Nidderau. Erst vor sechs Wochen kam er wieder in Nidderau an, aus Ungarn. Das Unterwegssein steht ihm nun erneut bevor. Die fünfte Weltreise von Randolph Westphal setzte viele schnelle Erledigungen vor dem Start voraus.
Das Fahrrad, mit dem er die Reise antritt, wurde erst am Samstag geliefert. Er muss vorausschauend packen, denn wie lange er und seine beiden Hunde Chinook und Nanook unterwegs sind, weiß er selbst nicht. Und er hat den Gang zum Zahnarzt nicht gescheut. „Die Zähne müssen in Ordnung sein, das ist wichtig“, sagt der Mann, der weitaus größere Gesundheitsprobleme hat. Westphal leidet seit 1987 an Schwarzem Hautkrebs. Bis heute blickt er auf 27 Krebsoperationen zurück. Nach der ersten Diagnose im November 1987 in der Universitätsklinik Frankfurt, räumte man dem damals 29-Jährigen eine verbleibende Lebenszeit von sechs bis zwölf Monaten ein.

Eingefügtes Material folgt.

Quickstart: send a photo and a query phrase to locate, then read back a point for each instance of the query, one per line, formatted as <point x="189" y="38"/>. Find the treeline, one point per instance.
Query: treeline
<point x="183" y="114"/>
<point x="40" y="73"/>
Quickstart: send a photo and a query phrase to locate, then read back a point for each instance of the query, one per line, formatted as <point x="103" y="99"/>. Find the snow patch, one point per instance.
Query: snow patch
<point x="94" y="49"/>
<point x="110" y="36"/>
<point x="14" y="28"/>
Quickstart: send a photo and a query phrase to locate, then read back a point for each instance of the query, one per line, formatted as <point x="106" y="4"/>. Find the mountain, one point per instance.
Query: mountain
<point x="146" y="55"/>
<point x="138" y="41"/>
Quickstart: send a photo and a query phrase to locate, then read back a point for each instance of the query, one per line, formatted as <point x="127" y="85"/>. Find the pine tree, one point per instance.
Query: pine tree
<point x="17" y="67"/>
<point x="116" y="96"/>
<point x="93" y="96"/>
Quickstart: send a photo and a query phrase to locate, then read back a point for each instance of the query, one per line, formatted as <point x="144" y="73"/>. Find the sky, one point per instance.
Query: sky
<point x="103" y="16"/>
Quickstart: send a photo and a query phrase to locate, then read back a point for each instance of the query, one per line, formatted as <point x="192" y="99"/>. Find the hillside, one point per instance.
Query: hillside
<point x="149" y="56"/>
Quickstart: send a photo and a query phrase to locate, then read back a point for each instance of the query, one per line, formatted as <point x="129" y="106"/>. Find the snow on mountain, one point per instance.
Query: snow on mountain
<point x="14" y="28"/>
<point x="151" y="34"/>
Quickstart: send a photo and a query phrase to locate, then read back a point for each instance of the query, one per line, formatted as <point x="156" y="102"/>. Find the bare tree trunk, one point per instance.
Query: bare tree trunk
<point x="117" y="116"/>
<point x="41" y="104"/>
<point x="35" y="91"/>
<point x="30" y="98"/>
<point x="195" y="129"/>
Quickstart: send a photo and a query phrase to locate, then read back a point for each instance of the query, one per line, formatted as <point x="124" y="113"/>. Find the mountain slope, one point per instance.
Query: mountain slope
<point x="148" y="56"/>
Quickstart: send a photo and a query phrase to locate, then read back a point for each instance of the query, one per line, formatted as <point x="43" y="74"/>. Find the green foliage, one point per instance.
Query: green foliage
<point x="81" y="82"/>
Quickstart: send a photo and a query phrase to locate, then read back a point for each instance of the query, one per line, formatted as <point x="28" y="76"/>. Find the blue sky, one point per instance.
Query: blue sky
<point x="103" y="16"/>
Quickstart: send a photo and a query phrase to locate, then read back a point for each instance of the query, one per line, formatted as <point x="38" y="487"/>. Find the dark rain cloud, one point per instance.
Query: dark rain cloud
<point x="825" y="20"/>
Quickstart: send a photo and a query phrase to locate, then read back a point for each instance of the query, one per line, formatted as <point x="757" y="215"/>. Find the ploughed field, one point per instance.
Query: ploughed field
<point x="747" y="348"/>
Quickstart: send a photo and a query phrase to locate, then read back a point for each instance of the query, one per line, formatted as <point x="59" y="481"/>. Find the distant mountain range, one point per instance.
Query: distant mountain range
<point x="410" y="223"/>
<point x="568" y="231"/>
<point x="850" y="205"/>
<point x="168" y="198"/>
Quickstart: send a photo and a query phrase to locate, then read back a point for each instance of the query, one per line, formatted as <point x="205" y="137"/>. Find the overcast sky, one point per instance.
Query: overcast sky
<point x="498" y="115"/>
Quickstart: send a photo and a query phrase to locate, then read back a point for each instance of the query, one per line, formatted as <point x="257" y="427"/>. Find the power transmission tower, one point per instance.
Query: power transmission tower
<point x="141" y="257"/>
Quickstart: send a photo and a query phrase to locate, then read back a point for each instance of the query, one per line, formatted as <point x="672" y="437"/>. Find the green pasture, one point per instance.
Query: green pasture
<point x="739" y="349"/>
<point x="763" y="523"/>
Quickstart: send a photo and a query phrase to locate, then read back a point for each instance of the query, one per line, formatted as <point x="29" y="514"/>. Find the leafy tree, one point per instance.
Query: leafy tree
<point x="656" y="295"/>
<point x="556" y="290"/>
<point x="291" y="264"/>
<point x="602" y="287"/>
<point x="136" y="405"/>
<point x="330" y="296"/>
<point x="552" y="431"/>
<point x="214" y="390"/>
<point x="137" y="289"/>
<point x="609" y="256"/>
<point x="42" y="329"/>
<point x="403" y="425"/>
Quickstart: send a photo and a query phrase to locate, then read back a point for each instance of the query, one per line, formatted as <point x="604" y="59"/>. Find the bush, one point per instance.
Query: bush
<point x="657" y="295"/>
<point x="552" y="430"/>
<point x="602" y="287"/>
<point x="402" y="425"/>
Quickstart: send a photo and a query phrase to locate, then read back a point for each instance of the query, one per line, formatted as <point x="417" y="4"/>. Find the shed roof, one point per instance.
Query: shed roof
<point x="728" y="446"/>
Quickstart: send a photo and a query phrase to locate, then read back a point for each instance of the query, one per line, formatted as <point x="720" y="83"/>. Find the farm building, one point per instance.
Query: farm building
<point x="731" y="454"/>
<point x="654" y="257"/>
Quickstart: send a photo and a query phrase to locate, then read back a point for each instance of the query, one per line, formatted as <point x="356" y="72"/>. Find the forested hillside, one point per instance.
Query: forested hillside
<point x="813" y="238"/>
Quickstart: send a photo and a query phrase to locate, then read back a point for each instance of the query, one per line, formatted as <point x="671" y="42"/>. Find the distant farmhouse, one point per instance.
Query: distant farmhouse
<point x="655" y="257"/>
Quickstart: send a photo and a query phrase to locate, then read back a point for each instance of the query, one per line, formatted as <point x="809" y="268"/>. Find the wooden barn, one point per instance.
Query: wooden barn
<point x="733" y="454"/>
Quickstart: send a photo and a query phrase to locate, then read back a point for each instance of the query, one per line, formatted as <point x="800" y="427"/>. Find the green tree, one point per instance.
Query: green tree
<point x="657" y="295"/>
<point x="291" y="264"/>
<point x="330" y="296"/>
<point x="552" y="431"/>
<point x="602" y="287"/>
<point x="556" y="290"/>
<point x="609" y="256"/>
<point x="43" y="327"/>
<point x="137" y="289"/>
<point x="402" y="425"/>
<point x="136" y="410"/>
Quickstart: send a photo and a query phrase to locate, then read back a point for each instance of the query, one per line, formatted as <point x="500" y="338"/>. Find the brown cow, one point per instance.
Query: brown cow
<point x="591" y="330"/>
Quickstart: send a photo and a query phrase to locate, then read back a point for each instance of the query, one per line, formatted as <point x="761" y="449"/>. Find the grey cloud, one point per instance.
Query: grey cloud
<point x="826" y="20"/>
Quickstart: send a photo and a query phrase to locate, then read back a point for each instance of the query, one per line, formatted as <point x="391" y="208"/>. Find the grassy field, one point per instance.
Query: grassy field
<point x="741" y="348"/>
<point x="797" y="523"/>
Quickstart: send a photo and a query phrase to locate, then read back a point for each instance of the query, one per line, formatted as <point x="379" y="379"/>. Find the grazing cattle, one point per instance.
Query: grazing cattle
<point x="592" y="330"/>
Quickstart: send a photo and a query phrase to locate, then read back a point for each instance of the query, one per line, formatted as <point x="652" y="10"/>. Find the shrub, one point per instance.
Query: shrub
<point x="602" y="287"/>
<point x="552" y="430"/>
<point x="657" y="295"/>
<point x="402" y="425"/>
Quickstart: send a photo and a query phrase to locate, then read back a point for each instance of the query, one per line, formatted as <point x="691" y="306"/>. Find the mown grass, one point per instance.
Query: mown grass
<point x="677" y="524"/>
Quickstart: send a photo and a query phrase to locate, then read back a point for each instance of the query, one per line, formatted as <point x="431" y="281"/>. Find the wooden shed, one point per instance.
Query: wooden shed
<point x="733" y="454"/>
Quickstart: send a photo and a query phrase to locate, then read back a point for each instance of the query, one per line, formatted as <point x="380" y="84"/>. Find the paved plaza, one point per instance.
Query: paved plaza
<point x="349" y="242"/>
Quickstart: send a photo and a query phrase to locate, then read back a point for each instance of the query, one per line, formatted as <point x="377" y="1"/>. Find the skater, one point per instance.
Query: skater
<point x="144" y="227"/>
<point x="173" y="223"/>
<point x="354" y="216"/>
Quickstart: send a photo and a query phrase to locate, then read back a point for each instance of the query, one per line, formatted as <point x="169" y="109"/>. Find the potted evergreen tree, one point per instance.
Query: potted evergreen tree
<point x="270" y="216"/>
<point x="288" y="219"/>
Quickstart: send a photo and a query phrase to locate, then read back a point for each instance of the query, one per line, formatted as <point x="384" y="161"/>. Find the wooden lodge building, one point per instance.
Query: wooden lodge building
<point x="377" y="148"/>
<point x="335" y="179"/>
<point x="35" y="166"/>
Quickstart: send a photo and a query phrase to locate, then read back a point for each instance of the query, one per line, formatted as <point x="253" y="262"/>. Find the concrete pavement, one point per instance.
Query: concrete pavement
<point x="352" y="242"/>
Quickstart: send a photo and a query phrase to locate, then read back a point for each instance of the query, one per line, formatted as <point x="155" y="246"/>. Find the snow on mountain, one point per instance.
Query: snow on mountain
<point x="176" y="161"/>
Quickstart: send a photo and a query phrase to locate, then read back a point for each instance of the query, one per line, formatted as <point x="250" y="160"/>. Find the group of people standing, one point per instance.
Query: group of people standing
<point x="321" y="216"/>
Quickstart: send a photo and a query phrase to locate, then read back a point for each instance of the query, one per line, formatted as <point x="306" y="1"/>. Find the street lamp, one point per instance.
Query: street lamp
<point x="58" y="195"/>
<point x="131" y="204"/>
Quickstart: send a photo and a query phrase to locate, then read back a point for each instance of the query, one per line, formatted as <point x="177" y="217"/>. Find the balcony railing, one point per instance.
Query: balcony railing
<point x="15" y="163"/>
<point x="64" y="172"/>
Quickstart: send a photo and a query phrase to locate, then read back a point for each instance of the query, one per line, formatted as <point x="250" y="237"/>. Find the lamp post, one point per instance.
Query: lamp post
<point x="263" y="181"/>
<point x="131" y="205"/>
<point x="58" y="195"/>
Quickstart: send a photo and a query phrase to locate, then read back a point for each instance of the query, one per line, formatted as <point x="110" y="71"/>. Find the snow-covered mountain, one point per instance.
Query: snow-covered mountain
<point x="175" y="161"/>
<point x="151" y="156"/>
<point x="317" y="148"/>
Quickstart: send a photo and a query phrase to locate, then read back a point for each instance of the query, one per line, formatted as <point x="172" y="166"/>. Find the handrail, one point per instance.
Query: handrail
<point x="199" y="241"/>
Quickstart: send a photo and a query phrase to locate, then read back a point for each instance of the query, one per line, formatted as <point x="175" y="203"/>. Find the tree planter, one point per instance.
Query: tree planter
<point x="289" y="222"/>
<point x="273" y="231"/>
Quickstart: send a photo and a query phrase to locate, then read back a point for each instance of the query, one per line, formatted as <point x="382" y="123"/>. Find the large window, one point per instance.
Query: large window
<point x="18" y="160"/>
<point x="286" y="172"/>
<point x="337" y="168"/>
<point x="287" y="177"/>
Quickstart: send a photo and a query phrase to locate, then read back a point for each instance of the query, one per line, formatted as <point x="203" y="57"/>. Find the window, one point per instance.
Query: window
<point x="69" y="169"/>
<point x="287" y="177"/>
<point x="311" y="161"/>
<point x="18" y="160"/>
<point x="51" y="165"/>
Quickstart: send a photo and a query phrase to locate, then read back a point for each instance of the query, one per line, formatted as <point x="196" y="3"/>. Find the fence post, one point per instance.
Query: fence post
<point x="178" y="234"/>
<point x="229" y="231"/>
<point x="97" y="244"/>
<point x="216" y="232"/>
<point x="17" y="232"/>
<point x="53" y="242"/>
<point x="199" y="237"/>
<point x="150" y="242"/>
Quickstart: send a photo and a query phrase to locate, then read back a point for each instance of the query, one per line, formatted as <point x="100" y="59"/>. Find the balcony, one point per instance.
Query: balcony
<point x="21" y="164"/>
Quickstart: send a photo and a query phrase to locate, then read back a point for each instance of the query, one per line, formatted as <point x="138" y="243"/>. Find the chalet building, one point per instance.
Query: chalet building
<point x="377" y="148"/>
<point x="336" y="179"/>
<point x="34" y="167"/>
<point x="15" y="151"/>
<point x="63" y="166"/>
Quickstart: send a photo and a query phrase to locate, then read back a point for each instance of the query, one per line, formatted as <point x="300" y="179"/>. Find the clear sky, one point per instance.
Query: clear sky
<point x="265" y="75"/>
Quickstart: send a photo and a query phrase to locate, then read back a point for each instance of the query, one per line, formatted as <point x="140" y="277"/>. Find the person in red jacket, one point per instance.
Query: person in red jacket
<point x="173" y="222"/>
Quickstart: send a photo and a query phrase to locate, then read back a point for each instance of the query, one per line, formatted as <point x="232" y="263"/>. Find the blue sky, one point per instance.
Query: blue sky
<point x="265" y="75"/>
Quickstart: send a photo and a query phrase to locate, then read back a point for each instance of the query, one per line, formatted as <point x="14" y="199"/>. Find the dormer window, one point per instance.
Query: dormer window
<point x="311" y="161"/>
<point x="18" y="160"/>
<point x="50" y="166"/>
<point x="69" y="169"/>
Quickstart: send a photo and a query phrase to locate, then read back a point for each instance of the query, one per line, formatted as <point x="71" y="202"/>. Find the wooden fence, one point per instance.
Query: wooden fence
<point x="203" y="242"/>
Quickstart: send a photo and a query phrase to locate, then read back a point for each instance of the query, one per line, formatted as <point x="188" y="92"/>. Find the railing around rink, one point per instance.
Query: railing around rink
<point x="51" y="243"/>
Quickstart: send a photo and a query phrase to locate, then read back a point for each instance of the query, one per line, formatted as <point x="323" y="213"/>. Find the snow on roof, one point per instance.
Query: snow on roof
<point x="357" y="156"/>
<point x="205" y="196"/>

Als die Tränen getrocknet waren, entschloss er sich, seiner Krankheit mit positivem Stress zu begegnen. 1989 startete er seine erste Radtour. In sieben Wochen fuhr er 3500 Kilometer, überquerte zwölf Alpenpässe mit mehr als 2000 Höhenmetern. Im November 1989 verkaufte er seine Besitztümer. Westphal lebte zu diesem Zeitpunkt im Nidderauer Stadtteil Ostheim. Im Januar 1990 reiste er in die USA und nach Kanada. Im kanadischen Quebec unterzog er sich erneut einer Krebsoperation. Ein leitender Chefarzt überredete ihn, dass er den Krebspatienten der Klinik, in der er behandelt wurde, seine Lebensgeschichte erzählte. Westphal redete zum ersten Mal in seinem Leben vor einer großen Zuhörermenge. 25 Krebspatienten hörten ihm zu, Ärzte, Pflegepersonal und die Medien. Er erzählte den Menschen, dass kein Arzt der Welt heilen, sondern nur therapieren und operieren könne. Heilen müsse sich jeder selbst. Heilen beginne im Kopf.
Seitdem ist der 53-Jährige unterwegs, um die Menschen zu sensibilisieren. 179 986 Kilometer fuhr er bisher mit dem Rad. 7000 Zeitungsartikel existieren über Westphal. Jenen Mann, der dem Tod schon öfter begegnet ist. So überlebte er 1996 einen schweren Unfall in Argentinien. Ein Lkw-Fahrer hatte ihn überfahren, ließ ihn leblos im Straßengraben liegen.
Westphal überlebte mit schweren Bein- und Kopfverletzungen. Er saß ein Jahr im Rollstuhl, konnte nicht mehr sprechen, hatte massive Erinnerungslücken und Sehstörungen. Doch er schaffte den fast unmöglichen Weg aus dem Rollstuhl zurück in das Leben.
Sechs Jahre später radelte er 153 Tage bei Temperaturen bis zu minus 51 Grad durch den kanadischen Winter. Die Schlittenhunde retteten ihm mit ihrer Körperwärme das Leben. Wohin ihn nun seine fünfte Weltreise führt, weiß er nicht. Zunächst fährt er von Nidderau über Mainz, Saarbrücken, Nancy und Grenoble nach Toulouse, von dort über die Pyrenäen nach Bilbao. Dort hofft Westphal auf eine Passage mit einem Containerschiff. Der Weg zu den Krebskliniken der Welt ist ihm wichtig. Dort erzählt er seine Geschichten.